Fine-tuning halogen bonding properties of diiodine through halogen–halogen charge transfer – extended [Ru(2,2′-bipyridine)(CO)2X2]·I2 systems (X = Cl, Br, I)†
Abstract
The current paper introduces the use of carbonyl containing ruthenium complexes, [Ru(bpy)(CO)2X2] (X = Cl, Br, I), as halogen bond acceptors for a I2 halogen bond donor. In all structures, the metal coordinated halogenido ligand acts as the actual halogen bond acceptor. Diiodine, I2, molecules are connected to the metal complexes through both ends of the molecule forming bridges between the complexes. Due to the charge transfer from Ru–X to I2, formation of the first Ru–X⋯I2 contact tends to generate a negative charge on I2 and redistribute the electron density anisotropically. If the initial Ru–X⋯IA–IB interaction causes a notable change in the electron density of I2, the increased negative charge accumulates on the second iodine, IB. The increased negative charge on IB reduces its ability to act as a halogen bond donor.
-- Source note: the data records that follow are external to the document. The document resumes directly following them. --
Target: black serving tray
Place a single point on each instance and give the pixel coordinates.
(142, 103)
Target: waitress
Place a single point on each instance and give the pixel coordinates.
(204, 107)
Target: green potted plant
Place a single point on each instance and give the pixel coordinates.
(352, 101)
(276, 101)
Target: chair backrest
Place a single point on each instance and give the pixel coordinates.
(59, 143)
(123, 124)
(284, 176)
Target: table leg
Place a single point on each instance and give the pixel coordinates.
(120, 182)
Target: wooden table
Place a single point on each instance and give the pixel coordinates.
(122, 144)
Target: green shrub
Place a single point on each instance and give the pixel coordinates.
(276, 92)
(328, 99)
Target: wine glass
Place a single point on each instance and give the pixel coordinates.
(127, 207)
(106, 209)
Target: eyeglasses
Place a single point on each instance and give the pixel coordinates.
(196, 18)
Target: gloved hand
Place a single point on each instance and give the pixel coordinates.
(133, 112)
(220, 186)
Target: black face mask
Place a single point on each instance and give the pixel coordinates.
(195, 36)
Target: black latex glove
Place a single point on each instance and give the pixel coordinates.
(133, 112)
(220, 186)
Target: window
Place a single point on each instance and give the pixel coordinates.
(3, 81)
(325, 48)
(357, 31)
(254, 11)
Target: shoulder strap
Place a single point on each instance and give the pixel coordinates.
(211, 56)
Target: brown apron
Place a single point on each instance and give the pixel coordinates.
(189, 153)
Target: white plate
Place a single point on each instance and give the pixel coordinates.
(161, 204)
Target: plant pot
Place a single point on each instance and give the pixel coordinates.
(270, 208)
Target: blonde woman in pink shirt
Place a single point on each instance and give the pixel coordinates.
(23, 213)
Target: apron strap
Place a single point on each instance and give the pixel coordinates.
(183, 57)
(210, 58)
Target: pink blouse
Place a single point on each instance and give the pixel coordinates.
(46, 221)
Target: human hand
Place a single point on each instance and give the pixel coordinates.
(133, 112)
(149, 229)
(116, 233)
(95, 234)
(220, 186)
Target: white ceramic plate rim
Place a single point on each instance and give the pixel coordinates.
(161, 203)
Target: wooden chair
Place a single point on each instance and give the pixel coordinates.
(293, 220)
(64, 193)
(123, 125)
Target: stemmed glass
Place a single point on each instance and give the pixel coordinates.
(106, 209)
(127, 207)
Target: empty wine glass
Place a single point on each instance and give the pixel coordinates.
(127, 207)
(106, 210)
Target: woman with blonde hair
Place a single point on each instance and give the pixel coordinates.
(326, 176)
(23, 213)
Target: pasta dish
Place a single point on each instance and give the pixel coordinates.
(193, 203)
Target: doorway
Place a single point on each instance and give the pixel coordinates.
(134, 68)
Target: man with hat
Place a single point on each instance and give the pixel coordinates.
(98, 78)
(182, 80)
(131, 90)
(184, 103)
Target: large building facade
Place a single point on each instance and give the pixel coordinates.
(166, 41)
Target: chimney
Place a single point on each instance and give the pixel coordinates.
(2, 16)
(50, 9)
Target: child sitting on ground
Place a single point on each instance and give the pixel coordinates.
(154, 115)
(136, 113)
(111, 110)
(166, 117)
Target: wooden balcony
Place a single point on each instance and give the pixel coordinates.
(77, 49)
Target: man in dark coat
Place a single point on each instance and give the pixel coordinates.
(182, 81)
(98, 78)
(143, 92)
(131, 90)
With the [Ru(bpy)(CO)2Cl2] complex, the electron density of the I2 molecule remains isotropic and it acts as a symmetrical halogen bond donor for two metal complexes. With [Ru(bpy)(CO)2Br2] and [Ru(bpy)(CO)2I2], the Ru–X⋯IA–IB⋯X–Ru bridges are unsymmetrical with a stronger and shorter Ru–X⋯IA contact and a weaker and longer Ru–X⋯IB contact. In these cases, the negative charge is accumulated on the more weakly bonded IB atoms. QTAIM calculations were used to analyze the strength of the interactions and charge distribution in the metal complex and I2 molecule in detail. In accordance with the experimental data, the QTAIM analyses show that the charge difference between the two ends of the I2 molecule is increased in the order Ru–Cl⋯I2 < Ru–Br⋯I2 < Ru–I⋯I2.